Photographers will often talk about making images versus taking a picture. The former implies intent while the latter glorifies the experience. Vacation and family pics are about the taking, while a portrait session or deliberate landscape is about the making. Here the key word is “deliberate.”
In digital photography, to make an image, it is important to think about the initial input and the final output. By input, I am referring to image capture whereas output refers to the post-capture manipulation and image sharing.

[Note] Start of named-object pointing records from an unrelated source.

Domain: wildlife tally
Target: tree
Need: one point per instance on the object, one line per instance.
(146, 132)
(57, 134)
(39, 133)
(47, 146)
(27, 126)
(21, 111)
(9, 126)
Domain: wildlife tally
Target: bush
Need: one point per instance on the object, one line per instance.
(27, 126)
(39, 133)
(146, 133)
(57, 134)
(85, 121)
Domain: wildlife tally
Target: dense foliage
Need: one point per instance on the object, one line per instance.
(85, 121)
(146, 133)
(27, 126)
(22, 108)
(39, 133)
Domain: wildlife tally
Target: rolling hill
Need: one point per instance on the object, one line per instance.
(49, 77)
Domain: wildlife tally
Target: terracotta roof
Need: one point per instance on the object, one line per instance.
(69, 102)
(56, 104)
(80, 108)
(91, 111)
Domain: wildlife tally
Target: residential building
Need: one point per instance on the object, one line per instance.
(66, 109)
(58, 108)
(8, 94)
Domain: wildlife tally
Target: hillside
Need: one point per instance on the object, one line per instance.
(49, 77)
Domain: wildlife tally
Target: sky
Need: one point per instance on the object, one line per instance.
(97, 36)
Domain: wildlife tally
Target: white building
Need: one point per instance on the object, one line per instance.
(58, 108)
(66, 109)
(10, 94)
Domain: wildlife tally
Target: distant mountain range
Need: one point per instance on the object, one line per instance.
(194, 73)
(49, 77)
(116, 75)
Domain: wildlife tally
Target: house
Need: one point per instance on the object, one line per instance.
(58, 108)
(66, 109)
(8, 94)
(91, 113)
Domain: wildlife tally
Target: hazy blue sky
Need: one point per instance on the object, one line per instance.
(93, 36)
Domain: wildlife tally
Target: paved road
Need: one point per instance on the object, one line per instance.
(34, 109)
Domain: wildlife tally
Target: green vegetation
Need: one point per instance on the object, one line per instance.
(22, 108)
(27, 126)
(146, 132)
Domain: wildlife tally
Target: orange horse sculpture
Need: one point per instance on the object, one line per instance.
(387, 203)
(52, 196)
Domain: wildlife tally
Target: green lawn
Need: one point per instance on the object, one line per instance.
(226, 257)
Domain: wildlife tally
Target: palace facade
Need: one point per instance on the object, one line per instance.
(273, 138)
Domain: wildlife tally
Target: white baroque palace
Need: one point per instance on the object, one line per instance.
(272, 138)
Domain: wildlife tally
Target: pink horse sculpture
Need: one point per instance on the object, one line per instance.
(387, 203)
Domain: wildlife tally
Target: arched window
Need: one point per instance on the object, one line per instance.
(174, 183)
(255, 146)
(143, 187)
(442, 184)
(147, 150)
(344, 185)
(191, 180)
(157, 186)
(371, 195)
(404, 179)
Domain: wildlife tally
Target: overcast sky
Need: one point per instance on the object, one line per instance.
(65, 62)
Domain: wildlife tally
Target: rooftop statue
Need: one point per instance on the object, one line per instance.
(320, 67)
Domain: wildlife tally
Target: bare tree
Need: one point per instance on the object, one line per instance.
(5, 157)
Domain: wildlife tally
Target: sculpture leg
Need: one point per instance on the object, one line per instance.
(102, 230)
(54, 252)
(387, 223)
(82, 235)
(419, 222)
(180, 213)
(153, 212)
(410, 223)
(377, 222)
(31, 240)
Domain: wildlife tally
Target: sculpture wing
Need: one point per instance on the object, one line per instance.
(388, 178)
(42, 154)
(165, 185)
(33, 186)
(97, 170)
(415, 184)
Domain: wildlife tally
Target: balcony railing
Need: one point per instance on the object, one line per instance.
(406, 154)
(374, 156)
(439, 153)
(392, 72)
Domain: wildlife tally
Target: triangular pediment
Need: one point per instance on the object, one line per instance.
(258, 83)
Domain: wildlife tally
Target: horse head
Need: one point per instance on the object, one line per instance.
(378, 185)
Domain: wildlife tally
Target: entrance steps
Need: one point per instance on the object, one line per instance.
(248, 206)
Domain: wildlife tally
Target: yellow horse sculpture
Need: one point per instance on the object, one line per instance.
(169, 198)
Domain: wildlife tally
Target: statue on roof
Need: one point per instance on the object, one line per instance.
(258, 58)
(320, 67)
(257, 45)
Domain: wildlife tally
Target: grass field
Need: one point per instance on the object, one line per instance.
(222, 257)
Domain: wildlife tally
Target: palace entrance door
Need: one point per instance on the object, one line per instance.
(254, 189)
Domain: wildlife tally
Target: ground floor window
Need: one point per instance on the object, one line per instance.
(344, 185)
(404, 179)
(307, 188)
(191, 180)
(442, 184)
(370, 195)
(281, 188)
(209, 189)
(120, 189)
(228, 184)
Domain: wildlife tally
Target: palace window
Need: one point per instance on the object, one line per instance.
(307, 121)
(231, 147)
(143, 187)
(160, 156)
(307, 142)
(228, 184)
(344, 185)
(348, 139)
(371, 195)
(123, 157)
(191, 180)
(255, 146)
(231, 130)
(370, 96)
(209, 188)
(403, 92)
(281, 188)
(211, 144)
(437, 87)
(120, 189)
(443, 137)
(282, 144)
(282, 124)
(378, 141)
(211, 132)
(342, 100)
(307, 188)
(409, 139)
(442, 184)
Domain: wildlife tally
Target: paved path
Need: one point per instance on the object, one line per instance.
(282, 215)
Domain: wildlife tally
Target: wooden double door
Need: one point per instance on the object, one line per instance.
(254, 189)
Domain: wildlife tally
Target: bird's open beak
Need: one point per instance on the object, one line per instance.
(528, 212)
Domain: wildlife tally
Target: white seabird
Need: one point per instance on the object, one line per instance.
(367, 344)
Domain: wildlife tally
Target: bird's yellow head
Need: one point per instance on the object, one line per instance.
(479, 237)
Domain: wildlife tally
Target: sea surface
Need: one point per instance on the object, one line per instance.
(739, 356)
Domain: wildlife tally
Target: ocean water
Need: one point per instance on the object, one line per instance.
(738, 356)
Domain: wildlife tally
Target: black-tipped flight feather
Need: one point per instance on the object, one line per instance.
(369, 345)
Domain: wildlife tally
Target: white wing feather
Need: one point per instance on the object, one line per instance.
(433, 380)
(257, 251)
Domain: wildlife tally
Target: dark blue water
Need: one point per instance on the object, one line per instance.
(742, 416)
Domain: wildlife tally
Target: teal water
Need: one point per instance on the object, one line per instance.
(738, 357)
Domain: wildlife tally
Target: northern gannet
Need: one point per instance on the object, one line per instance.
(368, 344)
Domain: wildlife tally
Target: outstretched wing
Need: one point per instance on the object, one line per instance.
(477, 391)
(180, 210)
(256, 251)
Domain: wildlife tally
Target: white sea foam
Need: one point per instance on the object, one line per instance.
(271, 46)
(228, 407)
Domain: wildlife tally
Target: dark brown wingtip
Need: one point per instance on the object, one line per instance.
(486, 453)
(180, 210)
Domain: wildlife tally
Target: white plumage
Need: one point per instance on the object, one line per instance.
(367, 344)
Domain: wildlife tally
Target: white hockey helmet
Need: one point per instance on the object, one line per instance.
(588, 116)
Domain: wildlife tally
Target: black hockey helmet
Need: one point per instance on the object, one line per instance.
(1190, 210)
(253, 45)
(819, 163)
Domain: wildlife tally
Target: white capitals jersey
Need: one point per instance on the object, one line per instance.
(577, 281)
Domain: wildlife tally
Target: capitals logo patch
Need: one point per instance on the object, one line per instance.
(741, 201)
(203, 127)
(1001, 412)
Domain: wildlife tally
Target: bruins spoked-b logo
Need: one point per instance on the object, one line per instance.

The picture at the top was made with a 17-40mm lens set to 26mm at f/16. I used a neutral density filter to reduce the amount of light striking the sensor and thus produced a 16 second exposure. To maintain sharpness, a tripod, mirror lock-up and cable-switch were used to reduce vibration. While I like the photograph produced at the point of capture, it is not the image that I had envisioned at the time it was made. Without further digital-processing, the picture does not meet my original intent.
Dreams II - Costa Rica
Canon 5D Mark III + Canon 17-40L + Induro CT313 Carbon Fiber Tripod and BHL3 Pro Ball Head
To finish this image, I adjusted the whites and blacks in my raw processing software (Aperture 3.5) and exported the file into a secondary program called onOne Perfect Photo Suite 8.5. Like the photograph in my previous post (see Dreams 1), I applied a Glow filter from Photo-Effects within the Perfect Photo Suite package. I chose to use the Deep Forest preset on the original image. The application of this filter darkened the blacks and softened the highlights. Because the effect is so strong, I used the layer settings to back off the filtration by 50% and then blended the processed photograph with the original. To finish the photo I wanted to emphasize the mystery of a dark jungle and the kaleidoscope of color lurking in the shadows. To do this, I boosted the reds by saturating the image.
The final photograph is a construct rather than a photojournalistic representation of reality. It is an expression of my interpretation of my experience.